The Locust Tree of Hongdong (alternative spelling Hongtong), also called the Great Pagoda Tree of Hongdong, Ancient Big Locust Tree and Hongdong Big Locust Tree, is an important historical site and tourist attraction in Hongtong County, Shanxi in China.

History
From about 1373 to 1417, there was a concerted effort from the ruling Ming dynasty government to resettle the North China Plains, which had been negatively affected by conflict and natural disasters shortly before the Ming took power. Immigrants from Shanxi were often concentrated near the tree, which was a settlement center. While en route to their new homes in the North China Plains, many migrants gathered at the tree in Hongdong before moving on to new areas for settlement, with some remaining nearby.

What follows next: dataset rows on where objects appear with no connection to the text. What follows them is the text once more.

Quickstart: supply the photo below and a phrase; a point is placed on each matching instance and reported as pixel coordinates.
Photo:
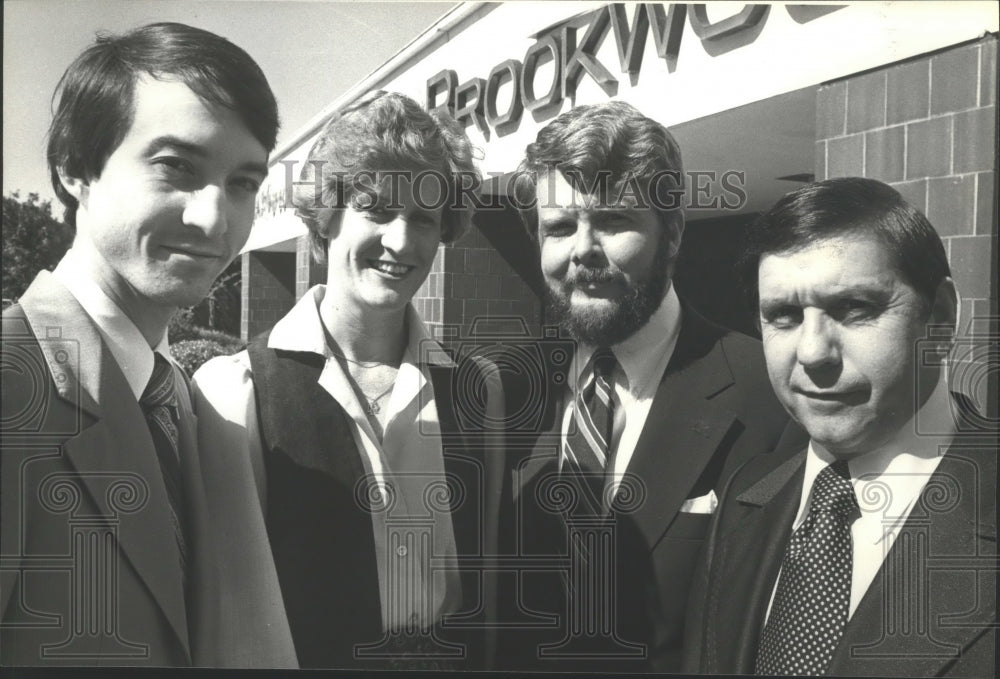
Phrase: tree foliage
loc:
(32, 240)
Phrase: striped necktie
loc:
(813, 596)
(159, 404)
(588, 445)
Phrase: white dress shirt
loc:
(404, 464)
(128, 346)
(887, 482)
(642, 360)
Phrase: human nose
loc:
(396, 234)
(586, 246)
(206, 210)
(818, 345)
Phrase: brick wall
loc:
(268, 290)
(307, 272)
(928, 127)
(470, 280)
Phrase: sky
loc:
(310, 50)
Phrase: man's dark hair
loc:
(842, 207)
(96, 94)
(610, 145)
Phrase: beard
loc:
(620, 319)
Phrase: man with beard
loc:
(656, 408)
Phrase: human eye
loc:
(853, 310)
(780, 316)
(174, 165)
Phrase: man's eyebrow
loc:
(169, 141)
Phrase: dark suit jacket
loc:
(714, 408)
(90, 570)
(320, 525)
(929, 610)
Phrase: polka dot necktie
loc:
(586, 449)
(813, 597)
(159, 404)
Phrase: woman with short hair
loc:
(372, 489)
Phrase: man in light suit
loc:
(159, 143)
(871, 552)
(632, 447)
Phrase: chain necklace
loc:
(372, 407)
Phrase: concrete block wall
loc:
(928, 127)
(307, 272)
(469, 280)
(268, 290)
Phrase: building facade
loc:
(761, 99)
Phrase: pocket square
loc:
(705, 504)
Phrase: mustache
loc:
(589, 276)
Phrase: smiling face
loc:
(840, 327)
(380, 254)
(174, 203)
(605, 267)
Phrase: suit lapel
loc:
(929, 601)
(756, 535)
(684, 426)
(116, 447)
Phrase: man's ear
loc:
(675, 233)
(75, 186)
(945, 308)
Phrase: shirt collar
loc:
(888, 480)
(127, 345)
(301, 329)
(639, 353)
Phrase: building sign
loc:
(572, 46)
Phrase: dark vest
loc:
(319, 522)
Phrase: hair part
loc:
(611, 146)
(848, 207)
(384, 131)
(96, 94)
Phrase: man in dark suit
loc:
(642, 421)
(159, 142)
(873, 551)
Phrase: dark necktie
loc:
(813, 597)
(588, 444)
(159, 404)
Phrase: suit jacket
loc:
(713, 409)
(320, 528)
(930, 611)
(90, 571)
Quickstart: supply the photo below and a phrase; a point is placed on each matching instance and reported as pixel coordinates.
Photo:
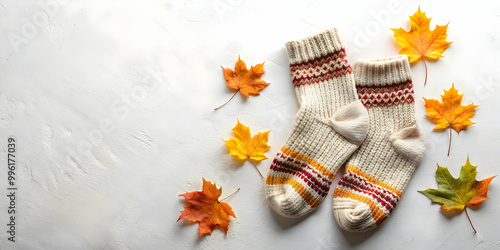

To this day, a popular folk song exists in Northeast China pertaining to the Locust tree. A translation is as follows:

"Ask me where my ancestors came from, the big locust tree in Hongdong, Shanxi; what is the name of the ancient residence of my ancestors, The old stork nest under the big locust tree."

Tourist attraction
The tree and surrounding complex retains cultural significance, being visited by about 200,000 tourists each year and being labelled as one of the AAAAA Tourist Attractions of China. The tree is a notable site for Chinese ancestor veneration, with tourists paying homage to their ancestors. The site also hosts large events for the annual Qingming Festival.